Just as have many other people, I have faced difficult choices for a large chunk of my life. I also have a broad cross section of decisions made: good, bad, semi-good, tremendously bad, sorta OK, and goofy. But when I have been caught sideways of social acceptance, I did not implore anyone to avoid making a judgment of my behavior. (Although when I was a child, I was fervently hopeful that I would not be beaten to death.) When the Donner party was faced with death by starvation, they solved the problem in a way that the larger and more well fed community found repugnant.

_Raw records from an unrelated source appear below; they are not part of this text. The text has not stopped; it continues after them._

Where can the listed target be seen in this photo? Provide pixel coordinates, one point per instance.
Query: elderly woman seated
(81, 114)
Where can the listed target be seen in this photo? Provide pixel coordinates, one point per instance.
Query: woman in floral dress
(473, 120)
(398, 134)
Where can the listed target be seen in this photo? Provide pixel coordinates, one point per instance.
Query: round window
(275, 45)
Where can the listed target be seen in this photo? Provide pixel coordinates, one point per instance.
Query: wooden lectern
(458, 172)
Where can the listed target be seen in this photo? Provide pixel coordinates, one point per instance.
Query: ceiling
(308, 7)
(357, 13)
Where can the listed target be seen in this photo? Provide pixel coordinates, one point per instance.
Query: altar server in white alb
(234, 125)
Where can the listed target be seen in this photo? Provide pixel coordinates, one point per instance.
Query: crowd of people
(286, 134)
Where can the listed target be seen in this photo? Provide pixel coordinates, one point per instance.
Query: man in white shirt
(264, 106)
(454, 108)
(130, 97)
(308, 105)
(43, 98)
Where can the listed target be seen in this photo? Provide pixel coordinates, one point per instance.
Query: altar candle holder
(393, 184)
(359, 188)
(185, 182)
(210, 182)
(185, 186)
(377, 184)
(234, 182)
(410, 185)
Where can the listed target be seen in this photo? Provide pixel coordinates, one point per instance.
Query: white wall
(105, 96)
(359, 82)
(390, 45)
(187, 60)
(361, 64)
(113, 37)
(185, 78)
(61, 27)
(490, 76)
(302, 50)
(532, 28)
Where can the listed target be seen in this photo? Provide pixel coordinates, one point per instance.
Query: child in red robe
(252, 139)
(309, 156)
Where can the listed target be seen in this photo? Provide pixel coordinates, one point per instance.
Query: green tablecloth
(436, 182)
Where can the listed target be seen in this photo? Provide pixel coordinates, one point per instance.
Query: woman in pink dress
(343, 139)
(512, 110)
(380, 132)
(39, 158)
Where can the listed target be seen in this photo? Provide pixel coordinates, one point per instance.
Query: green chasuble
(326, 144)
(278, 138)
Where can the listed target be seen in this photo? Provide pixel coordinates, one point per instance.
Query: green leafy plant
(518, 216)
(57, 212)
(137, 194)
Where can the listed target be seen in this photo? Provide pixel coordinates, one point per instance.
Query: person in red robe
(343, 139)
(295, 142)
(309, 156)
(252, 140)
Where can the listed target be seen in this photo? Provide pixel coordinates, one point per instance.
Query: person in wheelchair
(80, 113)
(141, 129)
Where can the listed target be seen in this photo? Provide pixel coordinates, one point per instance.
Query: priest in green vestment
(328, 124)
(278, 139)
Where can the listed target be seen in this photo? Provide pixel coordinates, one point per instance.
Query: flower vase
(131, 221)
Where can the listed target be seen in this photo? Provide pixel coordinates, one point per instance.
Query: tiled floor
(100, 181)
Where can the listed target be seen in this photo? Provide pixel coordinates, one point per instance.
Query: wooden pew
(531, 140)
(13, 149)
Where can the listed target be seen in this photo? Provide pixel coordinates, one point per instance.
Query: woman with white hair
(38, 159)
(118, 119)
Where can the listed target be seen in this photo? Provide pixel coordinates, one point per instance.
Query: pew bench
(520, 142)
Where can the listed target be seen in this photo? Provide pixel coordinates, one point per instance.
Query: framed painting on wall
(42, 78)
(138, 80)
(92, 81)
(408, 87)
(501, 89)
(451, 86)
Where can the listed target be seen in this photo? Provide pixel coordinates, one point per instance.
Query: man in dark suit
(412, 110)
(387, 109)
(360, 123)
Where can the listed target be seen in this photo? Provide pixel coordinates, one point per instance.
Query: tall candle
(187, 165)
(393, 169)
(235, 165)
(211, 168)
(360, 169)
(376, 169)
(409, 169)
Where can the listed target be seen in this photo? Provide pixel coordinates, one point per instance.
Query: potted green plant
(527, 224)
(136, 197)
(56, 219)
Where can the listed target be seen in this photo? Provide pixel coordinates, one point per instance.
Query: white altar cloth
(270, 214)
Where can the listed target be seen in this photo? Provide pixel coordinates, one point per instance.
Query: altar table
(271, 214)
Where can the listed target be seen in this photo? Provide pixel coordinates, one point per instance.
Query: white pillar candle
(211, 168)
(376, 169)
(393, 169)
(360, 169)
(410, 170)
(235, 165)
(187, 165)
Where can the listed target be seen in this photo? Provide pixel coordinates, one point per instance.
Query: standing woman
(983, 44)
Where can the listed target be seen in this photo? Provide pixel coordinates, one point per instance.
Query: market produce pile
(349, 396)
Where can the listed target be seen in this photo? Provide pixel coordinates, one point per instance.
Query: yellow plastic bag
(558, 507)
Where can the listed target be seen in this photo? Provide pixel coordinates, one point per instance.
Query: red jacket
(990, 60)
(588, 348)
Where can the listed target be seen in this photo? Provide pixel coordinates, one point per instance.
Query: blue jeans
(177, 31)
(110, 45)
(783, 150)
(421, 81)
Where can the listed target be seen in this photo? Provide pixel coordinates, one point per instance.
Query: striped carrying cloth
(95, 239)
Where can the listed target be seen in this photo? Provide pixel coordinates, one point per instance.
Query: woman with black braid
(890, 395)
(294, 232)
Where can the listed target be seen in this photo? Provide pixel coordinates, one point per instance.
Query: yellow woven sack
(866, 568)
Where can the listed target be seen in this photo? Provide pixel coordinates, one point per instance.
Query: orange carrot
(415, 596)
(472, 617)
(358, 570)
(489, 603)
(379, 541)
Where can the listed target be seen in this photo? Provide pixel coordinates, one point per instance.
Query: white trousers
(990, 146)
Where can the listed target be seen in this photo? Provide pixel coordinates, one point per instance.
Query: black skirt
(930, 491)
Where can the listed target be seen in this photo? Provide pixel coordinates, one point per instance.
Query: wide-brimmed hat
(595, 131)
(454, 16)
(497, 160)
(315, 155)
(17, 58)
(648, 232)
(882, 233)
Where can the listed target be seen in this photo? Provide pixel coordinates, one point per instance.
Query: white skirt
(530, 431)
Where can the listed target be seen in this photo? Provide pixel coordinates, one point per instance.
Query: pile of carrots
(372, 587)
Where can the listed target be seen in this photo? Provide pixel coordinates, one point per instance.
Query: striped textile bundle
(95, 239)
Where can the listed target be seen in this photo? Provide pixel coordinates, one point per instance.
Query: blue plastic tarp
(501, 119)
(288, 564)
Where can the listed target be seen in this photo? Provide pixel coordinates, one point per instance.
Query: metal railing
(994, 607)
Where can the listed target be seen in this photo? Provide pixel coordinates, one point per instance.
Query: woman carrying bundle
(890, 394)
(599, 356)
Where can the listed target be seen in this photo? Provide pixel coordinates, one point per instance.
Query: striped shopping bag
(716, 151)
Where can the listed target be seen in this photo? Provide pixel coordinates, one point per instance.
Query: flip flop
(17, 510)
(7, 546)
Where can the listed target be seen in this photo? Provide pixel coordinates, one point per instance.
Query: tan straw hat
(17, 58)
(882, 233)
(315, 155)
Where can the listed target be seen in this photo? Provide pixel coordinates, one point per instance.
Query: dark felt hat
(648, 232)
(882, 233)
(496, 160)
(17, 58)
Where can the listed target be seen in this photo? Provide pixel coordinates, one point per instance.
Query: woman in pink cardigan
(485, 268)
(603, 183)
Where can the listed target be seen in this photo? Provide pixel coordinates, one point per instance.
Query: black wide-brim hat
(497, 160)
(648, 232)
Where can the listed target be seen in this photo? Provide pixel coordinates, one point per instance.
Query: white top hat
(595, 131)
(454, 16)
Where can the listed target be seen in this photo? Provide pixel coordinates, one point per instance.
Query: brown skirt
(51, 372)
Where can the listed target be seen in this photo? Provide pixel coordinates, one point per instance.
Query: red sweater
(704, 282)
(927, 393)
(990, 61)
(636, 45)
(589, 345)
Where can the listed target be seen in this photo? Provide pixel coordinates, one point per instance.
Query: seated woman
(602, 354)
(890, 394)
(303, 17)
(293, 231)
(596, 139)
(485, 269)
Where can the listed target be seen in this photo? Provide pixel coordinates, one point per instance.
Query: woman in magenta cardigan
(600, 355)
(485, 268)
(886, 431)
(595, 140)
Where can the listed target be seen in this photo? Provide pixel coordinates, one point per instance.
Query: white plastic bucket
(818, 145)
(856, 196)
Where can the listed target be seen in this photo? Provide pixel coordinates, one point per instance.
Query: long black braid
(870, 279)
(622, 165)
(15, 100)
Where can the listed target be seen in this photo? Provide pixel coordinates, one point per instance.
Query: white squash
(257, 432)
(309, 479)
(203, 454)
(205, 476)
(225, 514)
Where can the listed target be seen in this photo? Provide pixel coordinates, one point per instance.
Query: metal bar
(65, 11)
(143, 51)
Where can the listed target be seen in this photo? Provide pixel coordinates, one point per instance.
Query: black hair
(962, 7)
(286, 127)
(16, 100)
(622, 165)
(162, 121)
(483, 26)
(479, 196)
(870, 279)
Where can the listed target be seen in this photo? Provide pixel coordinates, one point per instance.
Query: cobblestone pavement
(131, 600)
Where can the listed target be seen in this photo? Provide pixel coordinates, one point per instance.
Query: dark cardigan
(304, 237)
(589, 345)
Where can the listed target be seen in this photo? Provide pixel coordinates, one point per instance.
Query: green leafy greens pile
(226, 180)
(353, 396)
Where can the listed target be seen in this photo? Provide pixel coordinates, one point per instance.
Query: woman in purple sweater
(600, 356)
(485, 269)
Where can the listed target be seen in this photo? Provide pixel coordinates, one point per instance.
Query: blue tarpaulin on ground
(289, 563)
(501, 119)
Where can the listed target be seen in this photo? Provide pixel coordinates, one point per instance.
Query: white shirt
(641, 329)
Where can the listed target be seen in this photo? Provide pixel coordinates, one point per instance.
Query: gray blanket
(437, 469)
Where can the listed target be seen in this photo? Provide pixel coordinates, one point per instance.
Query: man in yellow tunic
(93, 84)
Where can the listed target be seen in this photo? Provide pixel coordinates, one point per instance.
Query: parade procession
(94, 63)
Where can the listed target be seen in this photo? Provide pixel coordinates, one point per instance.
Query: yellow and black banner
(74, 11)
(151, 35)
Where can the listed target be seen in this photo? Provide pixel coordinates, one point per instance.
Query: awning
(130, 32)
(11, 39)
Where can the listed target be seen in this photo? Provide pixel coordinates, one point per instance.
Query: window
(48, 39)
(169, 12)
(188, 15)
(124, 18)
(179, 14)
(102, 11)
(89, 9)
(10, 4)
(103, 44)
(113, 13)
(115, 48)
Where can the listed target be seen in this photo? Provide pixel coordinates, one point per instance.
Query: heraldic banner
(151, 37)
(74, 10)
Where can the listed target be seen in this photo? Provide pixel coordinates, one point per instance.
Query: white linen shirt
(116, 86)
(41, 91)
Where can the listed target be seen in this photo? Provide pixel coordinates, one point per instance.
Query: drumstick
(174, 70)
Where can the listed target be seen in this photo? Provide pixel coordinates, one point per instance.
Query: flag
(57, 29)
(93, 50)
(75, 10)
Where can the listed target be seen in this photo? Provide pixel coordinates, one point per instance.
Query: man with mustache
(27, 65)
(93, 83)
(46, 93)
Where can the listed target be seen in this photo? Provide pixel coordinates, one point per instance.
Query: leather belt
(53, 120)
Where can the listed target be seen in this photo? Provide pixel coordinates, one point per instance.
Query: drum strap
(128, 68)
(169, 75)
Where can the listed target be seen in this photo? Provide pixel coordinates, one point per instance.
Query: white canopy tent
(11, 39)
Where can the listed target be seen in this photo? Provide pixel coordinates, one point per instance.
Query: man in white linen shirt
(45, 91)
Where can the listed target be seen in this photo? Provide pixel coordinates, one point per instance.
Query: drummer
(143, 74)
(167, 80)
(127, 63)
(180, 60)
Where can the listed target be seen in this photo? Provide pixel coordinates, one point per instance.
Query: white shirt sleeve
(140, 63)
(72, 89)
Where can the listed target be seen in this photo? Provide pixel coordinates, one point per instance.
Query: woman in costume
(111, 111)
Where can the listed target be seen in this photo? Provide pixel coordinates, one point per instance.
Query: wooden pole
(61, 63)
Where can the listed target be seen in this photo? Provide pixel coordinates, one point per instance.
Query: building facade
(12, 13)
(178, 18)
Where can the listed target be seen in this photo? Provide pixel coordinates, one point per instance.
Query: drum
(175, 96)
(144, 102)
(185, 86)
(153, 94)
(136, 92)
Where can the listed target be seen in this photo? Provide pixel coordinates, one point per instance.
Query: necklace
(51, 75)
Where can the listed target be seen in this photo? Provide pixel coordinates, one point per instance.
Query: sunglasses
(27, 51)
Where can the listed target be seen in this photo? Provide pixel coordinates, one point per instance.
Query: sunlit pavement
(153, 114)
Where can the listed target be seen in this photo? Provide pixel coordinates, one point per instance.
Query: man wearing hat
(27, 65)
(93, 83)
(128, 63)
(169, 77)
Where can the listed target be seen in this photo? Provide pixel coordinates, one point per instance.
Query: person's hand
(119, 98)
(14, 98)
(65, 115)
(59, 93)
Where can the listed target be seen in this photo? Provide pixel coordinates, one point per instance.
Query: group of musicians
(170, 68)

But I do not think that they ever demanded that no one “judge” them. (Aside: were they the originators of the phrase, “A man’s gotta eat?”)
My eldest child is fond of telling people that her parents were “hippies.” She makes this judgment of her parents based on the fact that they made up a name for her that had a mathematical symbol as a component, did not buy shoes for her until she was 2 years old, and lived in Los Angeles when she was conceived. What judgment should we make of her judgment of her parents? Were they “hippies,” or imaginative thinkers?
In our lives, we make choices based on many pieces of information we have absorbed. Whether or not those decisions prove to be socially acceptable, we have made them, and cannot then say, “Don’t judge me, bro.”